Éprouver cet état et considérer la manière de figurer le corps dans l’image comme troublante – c’est-à-dire agissant sur l’esprit et le corps du regardeur et, donc, pouvant orienter voire altérer sa perception de l’image – revient à interroger les points d’articulation entre deux objets de recherche complexes du point de vue historique et culturel : d’une part, la perception du corps, d’autre part, la définition de ‘trouble’ en tant qu’affect.

Ces expressions troublantes du corps – d’un corps toutefois reconnu par le regardeur comme ‘semblable’ au sien – émergent du contraste avec une conception idéalisée du corps pensé comme idée historique et comme acteur de toutes les utopies, sans cesse refaçonné et transfiguré par les constructions culturelles des sociétés (Foucault).

En donnant à voir un corps dés-idéalisé, certaines images prémodernes séduisent et interpellent en même temps qu’elles se chargent d’une agressivité, d’un pouvoir de provocation, d’une tonalité obscène ou risible ; elles peuvent être parfois déroutantes, dégoûtantes, ou même ‘excitantes’ à cause des configurations, des gestes, des postures et des mouvements ‘excessifs’, in-naturels, incongrus du corps qu’elles mettent en scène.

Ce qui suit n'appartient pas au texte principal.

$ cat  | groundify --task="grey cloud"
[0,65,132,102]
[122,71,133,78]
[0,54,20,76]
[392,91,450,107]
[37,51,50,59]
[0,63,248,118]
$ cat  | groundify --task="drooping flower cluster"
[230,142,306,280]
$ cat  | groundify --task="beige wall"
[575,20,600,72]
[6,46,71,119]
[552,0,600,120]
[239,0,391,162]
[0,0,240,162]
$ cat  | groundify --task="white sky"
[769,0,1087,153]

Ce genre de sentiment complexe mêlant incongruité, confusion et menace a été déjà éprouvé par le passé face à certains dispositifs visuels : devant le Jugement Dernier de Michel-Ange, Pirro Ligorio exprime le malaise provoqué par ce qu’il nomme un « chaos de corps faits en pâte », corps comme « dénoyautés », tordus, insensés et fuor di natura.

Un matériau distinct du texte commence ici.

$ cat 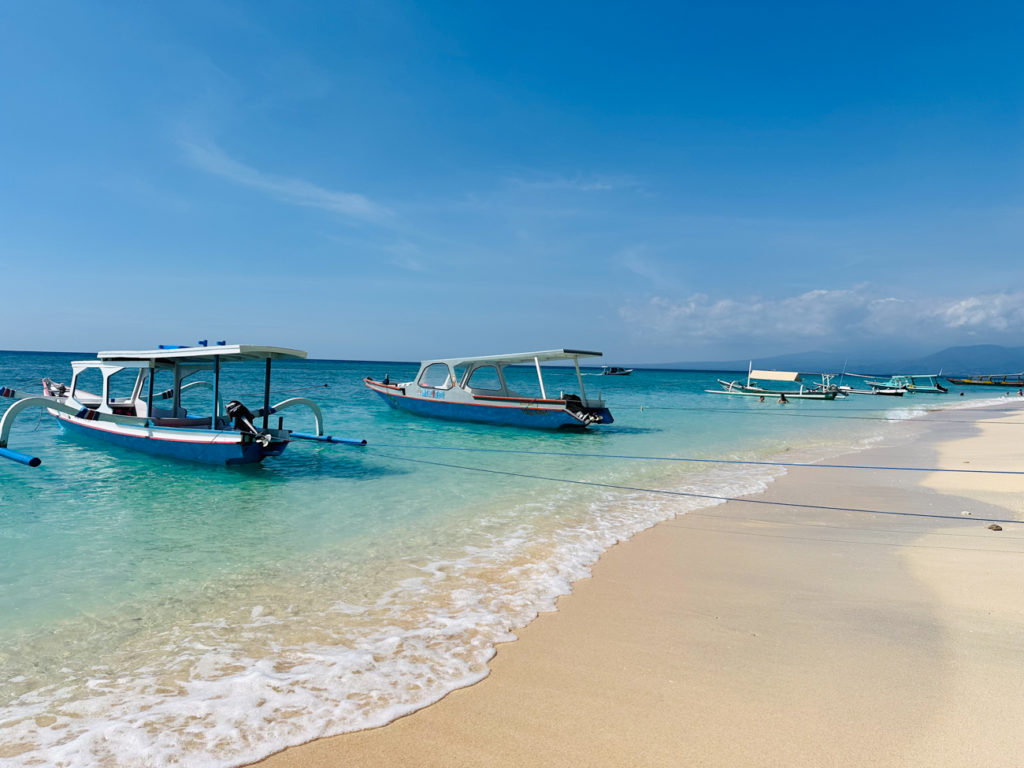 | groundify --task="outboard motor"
[562,393,601,426]
[224,400,260,437]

La distorsion, la fragmentation, la porosité du corps figuré lui confèrent une expressivité spécifique – car « le corps parle lui-même de lui-même » (Dekoninck) se faisant ainsi l’agent de phénomènes et significations qui débordent le cadre d’une approche iconologique. Ici l’implication de la sensibilité réceptrice est donc décisive ! La difficulté est alors pour l’historien de saisir comment le trouble – qui est un effet de séduction sensible – peut devenir consubstantiel à l’avènement et au pouvoir de l’image ainsi qu’à la transmission du sens.

Au-delà de l’inquiétante étrangeté que provoquent l’altérité, la difformité, l’hybridité ou la maladie du corps – des problématiques qui ont fait l’objet de nombreuses recherches –, cet atelier de recherche souhaite questionner les configurations visuelles par lesquelles l’image d’un corps devient troublante, de vérifier comment le regard prémoderne perçoit ce trouble et, enfin, définir historiquement et culturellement ce regard.

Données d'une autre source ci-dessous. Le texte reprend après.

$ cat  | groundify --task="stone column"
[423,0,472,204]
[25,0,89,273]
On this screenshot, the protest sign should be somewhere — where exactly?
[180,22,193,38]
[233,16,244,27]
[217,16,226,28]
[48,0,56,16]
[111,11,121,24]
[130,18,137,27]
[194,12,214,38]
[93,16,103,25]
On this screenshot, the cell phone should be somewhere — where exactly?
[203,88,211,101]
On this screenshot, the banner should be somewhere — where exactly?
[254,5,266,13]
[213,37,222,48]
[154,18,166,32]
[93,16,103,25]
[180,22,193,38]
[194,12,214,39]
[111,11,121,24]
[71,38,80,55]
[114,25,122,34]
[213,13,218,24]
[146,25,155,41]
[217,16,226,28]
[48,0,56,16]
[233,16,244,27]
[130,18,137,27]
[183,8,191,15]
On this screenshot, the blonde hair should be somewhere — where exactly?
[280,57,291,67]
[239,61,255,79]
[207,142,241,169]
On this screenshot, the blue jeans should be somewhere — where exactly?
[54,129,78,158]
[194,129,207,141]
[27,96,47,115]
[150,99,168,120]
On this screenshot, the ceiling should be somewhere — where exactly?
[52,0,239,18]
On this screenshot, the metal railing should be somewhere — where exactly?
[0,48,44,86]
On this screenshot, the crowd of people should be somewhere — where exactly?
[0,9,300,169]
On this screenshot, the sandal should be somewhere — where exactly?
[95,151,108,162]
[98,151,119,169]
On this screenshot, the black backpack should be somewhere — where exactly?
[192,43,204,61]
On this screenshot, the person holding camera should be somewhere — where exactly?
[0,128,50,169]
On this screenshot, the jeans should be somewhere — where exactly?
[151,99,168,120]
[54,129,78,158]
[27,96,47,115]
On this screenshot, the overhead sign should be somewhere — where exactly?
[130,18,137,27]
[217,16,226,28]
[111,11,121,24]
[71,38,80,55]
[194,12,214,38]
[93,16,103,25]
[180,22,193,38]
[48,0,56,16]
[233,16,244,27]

Cet atelier de recherche sera l’occasion de sonder la fécondité et la richesse de tels imaginaires dans la pratique artistique et dans la production d’images, au sens large. Il souhaite jeter une nouvelle lumière sur les pratiques et les phénomènes qui informent et affectent autant la production d’images que leur appréhension sensible, cognitive, psychique et physiologique. Il s’agira ainsi de penser le trouble provoqué par le corps figuré par le biais de questionnements d’ordre moral, sociopolitique, éthique, esthétique et culturel qui conditionnent l’idée même d’Humain, en multipliant les approches épistémiques, sans exclure les échanges entre aires chronologiques.

 

Cette rencontre est organisée à la suite des workshops qui ont eu lieu à Paris et à Tours. Ce cycle d’ateliers de recherche est le fruit d’une collaboration entre le Centre d’Études Supérieures de la Renaissance (CNRS-Université de Tours), le Centre André Chastel (CNRS-Sorbonne Université), l’IUAV Université de Venise et l’Académie de France à Rome.

 

Les propositions de communication (titre et résumé de 700 mots max) et un CV de 150 mots, en anglais, italien ou français, sont à envoyer avant le 29 février 2020 à Patrizia Celli ([email protected]) en précisant en objet « Corps troublants ».

Les candidats seront informés de la sélection aux alentours du 15 mars 2020 par courriel.

 

Organisateurs Francesca Alberti Académie de France à Rome – Villa Médicis ; Giovanni Careri IUAV Université de Venise/CEHTA-EHESS ; Antonella Fenech Kroke Centre André Chastel – CNRS/Sorbonne Université.